In response, Kerry said: "I think John has run a terrific campaign. I appreciate completely where John has come from. I've had experiences that John hasn't had. We all bring to the table our life."
To a question about whether the death penalty was justified for a child killer, Kerry said his instinct "is to want to strangle that person with my own hands." But the former prosecutor said he favors the death penalty only for terrorism cases.
Edwards said some crimes "deserve the ultimate punishment" and cited as an example the killers of James Byrd, a black man who was dragged to death from a pickup truck in 1998 in Texas.
At one point, debate moderator Larry King of CNN asked Kucinich, "Why are you here?"
"I'm offering some substantive change in this country," said Kucinich.
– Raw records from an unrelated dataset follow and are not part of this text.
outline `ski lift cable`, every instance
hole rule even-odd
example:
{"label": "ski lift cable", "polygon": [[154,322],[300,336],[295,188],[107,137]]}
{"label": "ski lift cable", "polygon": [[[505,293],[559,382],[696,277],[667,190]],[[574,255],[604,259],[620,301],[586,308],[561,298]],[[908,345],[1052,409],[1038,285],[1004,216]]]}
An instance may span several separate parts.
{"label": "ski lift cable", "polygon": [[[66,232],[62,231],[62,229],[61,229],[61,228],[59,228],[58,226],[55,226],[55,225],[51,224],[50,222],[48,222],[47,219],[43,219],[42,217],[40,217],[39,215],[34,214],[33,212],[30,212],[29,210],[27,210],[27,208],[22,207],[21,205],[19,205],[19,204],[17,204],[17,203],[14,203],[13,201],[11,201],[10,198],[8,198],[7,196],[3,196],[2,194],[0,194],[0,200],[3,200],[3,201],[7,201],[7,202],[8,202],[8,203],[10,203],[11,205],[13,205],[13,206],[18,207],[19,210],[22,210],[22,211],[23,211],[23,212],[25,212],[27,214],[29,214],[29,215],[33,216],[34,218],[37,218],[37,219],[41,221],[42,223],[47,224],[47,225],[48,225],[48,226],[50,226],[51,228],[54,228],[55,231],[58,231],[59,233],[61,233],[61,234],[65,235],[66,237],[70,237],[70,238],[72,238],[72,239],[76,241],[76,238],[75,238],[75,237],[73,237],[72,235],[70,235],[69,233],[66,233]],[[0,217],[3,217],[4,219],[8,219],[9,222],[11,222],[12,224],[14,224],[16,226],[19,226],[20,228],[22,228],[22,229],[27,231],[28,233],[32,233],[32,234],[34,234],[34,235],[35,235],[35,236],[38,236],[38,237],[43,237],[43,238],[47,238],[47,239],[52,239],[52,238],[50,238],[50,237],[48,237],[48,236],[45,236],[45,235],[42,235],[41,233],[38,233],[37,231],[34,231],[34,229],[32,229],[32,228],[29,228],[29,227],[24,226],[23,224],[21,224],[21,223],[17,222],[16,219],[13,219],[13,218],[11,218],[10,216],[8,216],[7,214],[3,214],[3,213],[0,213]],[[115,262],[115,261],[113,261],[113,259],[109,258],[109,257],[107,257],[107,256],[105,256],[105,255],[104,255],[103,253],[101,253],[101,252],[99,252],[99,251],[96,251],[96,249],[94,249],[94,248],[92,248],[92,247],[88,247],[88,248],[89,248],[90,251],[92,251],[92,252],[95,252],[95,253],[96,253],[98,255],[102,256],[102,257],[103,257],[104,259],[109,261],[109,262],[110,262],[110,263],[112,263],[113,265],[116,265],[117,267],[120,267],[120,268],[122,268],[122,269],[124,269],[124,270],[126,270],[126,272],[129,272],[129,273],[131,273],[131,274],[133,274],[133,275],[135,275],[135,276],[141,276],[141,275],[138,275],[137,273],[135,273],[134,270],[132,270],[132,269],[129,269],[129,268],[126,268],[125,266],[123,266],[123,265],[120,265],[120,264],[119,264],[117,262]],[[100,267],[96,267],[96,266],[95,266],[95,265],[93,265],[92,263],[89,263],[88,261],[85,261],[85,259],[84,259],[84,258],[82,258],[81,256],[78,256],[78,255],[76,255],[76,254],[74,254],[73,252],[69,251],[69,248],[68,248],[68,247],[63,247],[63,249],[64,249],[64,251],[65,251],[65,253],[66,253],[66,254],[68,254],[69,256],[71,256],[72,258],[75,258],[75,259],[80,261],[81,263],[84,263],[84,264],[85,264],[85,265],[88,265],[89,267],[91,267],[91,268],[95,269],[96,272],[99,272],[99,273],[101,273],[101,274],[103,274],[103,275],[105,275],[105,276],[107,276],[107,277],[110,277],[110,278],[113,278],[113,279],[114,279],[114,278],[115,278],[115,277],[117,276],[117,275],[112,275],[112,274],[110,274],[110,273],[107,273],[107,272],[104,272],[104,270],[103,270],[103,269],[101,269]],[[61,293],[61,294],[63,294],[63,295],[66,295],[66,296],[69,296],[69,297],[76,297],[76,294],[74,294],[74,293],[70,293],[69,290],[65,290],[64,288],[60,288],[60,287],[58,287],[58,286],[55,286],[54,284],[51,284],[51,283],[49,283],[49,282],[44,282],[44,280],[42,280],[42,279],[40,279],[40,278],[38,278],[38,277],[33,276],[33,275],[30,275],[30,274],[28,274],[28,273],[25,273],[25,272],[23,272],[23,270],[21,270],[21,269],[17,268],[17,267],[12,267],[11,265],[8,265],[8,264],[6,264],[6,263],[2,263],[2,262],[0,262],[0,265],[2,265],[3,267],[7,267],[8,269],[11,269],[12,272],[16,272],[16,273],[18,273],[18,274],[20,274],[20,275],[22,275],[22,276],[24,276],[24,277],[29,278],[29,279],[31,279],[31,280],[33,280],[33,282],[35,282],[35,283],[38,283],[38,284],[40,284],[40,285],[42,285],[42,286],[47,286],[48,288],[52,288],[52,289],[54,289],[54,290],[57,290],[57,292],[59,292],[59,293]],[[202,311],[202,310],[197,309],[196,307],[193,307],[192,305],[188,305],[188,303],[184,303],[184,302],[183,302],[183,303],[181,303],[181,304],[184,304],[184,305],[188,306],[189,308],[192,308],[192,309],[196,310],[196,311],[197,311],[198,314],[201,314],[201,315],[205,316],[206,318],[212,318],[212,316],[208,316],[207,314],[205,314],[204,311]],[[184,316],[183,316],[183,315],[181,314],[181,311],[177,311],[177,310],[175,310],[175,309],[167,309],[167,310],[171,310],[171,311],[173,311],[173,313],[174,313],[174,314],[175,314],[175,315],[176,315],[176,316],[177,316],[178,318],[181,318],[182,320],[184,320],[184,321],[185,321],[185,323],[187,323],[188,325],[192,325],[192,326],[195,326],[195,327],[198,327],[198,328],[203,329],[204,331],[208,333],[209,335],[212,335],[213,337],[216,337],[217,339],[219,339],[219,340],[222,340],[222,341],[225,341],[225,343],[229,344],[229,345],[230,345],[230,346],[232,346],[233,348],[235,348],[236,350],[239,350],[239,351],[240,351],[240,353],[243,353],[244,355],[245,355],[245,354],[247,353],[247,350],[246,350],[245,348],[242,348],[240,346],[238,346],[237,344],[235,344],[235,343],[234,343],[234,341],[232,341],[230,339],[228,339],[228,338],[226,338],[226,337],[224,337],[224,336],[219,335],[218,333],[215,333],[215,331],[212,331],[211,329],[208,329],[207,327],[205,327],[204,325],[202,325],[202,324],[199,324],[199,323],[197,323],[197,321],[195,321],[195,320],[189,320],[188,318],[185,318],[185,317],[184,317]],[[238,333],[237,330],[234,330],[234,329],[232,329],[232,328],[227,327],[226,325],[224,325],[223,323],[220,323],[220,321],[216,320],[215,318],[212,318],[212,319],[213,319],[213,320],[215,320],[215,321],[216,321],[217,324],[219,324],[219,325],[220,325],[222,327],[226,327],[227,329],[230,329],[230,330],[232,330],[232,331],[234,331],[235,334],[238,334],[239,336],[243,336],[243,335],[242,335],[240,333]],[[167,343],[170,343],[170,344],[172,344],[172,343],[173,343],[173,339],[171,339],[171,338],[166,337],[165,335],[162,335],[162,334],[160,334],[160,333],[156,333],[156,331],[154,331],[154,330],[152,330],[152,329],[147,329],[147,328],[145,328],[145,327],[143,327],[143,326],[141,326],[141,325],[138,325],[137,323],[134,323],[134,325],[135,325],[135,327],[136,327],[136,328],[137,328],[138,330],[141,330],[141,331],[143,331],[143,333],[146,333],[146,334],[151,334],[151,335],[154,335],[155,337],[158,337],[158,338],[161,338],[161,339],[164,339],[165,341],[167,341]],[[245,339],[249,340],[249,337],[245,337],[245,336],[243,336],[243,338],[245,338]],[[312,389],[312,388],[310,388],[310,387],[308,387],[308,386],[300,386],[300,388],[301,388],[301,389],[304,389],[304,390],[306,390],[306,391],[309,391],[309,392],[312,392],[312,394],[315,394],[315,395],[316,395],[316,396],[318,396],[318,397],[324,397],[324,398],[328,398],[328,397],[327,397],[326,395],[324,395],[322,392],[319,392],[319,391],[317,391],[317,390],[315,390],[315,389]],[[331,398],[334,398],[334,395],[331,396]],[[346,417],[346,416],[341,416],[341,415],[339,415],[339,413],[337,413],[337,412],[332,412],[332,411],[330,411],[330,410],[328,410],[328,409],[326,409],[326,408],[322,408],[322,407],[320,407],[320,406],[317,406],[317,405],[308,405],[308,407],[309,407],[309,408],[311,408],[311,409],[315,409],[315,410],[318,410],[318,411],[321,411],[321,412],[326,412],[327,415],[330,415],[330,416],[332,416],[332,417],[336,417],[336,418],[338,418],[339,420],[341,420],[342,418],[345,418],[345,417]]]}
He said he did not intend to leave the race, and argued passionately for his plan to pull U.S. troops out of Iraq immediately and implement single-payer health care.
Sharpton said repeatedly that it was important for progressives to vote for him so he will have the delegates to be able to wield influence at the summer convention.
Edwards conceded Kerry's dominance of the race so far; Kerry has won 18 of the 20 Democratic contests. But Edwards said that in primaries where Republicans and independents can vote, they were voting for him.
Kerry disputed that and noted his wins in Tennessee and Virginia, two Southern states Edwards had hoped to win.
Edwards sought to portray himself as tougher on trade and protecting jobs and suggested that, unlike Kerry, he doesn't take campaign contributions from Washington lobbyists.
Kerry retorted that Edwards "raised almost 50 percent of his money" from one group, fellow trial lawyers. He also disputed any major differences with Edwards on trade.
The debate, held at the University of Southern California and sponsored by the Los Angeles Times and CNN, was the eighth of the year. Unlike the others, the contestants sat elbow-to-elbow along one side of a table, with Kerry and Edwards next to each other.
The candidates next face off Sunday, in a debate sponsored by CBS News, WCBS Television, and The New York Times.
"I think the three biggest subjects that candidates want to talk about will be jobs, jobs, and jobs. In that order," said CBS News Anchorman Dan Rather, who will moderate Sunday's debate. Social Security, Iraq and gay marriage are other likely topics.